Tax Ch. 13 Non-taxable Exchanges Flashcards
Assets held for personal use qualify for like-kind exchange treatment.
a. True b. False
b. False
IRC Section 1031 requires that exchanged properties have the same use.
a. True b. False
b. False
If the only asset a taxpayer receives in a like-kind exchange is like-kind property, there will not be any immediate tax consequences.
a. True b. False
a. True
The sale of property as a result of the owner’s bankruptcy is an example of an involuntary conversion.
a. True b. False
b. False
Replacement property must only satisfy the functional use test.
a. True b. False
b. False
Taxpayers who lose property by eminent domain have three years from the date of the conversion to replace the property.
a. True b. False
b. False
Of the three types of insurance contracts, life insurance contracts offer the best tax benefits to owners.
a. True b. False
a. True
A MEC may be exchanged for either a MEC or an annuity, but it may not be exchanged for a life insurance policy.
a. True b. False
a. True
Married couples may exclude up to $500,000 of gain under Section 121.
a. True b. False
a. True
All taxpayers are entitled to a reduced exclusion if they have not lived in their principal residence for two years.
a. True b. False
b. False
If a taxpayer’s principal residence was acquired within the last five years by a like-kind exchange, nonrecognition of gain under Section 121 is not available.
a. True b. False
a. True
A transfer to the insured is one of the exceptions to the transfer-for-value rule.
a. True b. False
a. True
A transfer to the insured is one of the exceptions to the transfer-for-value rule.
a. True
b. False
Which of the following could qualify as a residence, for principal residence exclusion from gain?
- A condominium.
- An RV.
- A boat.
- Vacant land adjacent to personal residence regularly used by the taxpayer.
a. 4 only.
b. 1 and 4.
c. 1, 2, and 3.
d. 1, 2, 3, and 4.
The correct answer is d.
All qualify if used as a personal residence.

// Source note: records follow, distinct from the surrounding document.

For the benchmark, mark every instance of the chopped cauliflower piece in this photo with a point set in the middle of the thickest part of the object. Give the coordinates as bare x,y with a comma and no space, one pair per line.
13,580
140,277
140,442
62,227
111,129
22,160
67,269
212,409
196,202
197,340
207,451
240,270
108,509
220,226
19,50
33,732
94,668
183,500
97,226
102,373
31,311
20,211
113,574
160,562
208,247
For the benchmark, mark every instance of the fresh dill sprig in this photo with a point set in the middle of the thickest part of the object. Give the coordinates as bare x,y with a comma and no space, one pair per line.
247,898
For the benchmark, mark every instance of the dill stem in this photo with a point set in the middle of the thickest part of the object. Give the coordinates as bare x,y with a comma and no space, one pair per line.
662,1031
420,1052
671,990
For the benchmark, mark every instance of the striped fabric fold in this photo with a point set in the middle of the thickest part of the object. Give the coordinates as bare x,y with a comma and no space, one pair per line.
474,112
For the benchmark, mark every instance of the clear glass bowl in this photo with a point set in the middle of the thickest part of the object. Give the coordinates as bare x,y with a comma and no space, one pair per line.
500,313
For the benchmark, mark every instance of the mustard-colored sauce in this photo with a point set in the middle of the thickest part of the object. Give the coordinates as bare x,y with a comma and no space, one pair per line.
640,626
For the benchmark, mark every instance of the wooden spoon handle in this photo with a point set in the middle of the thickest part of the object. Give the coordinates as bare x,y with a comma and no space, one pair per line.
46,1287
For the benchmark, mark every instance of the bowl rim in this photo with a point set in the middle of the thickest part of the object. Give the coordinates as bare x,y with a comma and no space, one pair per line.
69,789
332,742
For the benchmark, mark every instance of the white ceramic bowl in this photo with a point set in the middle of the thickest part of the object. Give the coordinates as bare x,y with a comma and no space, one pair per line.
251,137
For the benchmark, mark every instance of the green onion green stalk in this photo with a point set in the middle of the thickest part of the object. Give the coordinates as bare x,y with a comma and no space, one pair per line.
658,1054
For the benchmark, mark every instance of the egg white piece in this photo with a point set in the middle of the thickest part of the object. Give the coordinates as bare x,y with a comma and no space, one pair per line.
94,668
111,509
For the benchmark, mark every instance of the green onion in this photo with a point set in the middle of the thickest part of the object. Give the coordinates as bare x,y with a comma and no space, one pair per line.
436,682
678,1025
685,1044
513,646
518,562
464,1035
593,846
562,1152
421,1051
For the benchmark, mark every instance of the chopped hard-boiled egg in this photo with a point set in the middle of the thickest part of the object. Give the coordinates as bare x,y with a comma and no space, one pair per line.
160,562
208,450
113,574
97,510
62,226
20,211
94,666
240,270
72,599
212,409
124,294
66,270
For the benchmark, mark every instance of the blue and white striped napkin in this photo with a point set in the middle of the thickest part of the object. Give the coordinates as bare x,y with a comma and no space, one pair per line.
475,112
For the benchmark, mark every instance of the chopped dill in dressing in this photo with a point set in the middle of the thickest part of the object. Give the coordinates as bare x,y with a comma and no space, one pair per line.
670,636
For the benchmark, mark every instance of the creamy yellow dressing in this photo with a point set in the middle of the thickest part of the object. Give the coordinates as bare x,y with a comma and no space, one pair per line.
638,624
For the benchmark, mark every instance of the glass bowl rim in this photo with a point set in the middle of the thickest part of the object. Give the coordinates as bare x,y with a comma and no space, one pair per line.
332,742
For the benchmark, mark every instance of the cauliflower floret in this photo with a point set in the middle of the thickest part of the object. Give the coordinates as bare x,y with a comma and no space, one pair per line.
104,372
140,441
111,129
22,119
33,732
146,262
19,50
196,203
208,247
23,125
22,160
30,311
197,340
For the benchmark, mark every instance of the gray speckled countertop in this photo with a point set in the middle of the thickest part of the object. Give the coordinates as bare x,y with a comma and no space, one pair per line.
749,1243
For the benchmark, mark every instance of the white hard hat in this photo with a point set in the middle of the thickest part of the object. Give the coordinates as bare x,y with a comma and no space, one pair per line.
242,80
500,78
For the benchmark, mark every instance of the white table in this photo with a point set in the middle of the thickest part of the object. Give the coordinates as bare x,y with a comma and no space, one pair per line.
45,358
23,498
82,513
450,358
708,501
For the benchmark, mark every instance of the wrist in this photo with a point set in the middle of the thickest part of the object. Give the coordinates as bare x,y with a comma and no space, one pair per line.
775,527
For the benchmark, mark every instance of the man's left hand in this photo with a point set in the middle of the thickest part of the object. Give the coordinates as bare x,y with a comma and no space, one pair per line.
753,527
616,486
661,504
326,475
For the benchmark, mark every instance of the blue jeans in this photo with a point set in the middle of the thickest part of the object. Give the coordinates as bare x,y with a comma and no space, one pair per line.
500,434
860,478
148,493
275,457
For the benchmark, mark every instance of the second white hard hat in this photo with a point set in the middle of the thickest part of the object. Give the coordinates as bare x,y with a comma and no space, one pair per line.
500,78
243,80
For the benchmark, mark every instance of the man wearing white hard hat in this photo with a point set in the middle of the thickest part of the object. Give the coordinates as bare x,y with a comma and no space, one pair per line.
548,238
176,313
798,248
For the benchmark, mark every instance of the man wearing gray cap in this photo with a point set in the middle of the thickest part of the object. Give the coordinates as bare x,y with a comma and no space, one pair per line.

The vacant land will qualify if sold with the residence
Meg wants to sell her rental beach home and purchase rental property in the mountains. Her friend, Ryan, tells her he can do a nonsimultaneous tax-free exchange as long as the fair market value of mountain property is equal to or greater than the fair market value of the beach property.
How long after selling his beach property does Meg have to identify and purchase the mountain property?
a. The mountain property must be identified within 45 days of the closing of the beach property and must be closed within 180 days of the closing of the beach property.
b. The mountain property must be identified within 30 days of the closing of the beach property and must be closed within 120 days of the closing of the beach property.
c. The mountain property must be identified within 60 days of the closing of the beach property and must be closed within 180 days of the closing of the beach property.
d. The mountain property must be identified within 90 days of the closing of the beach property and must be closed within 180 days of the closing of the beach property.
The correct answer is a.
The taxpayer in a nonsimultaneous exchange must identify the replacement property within 45 days of the sale of the original property and close on the replacement property within 180 days of the closing of the original property.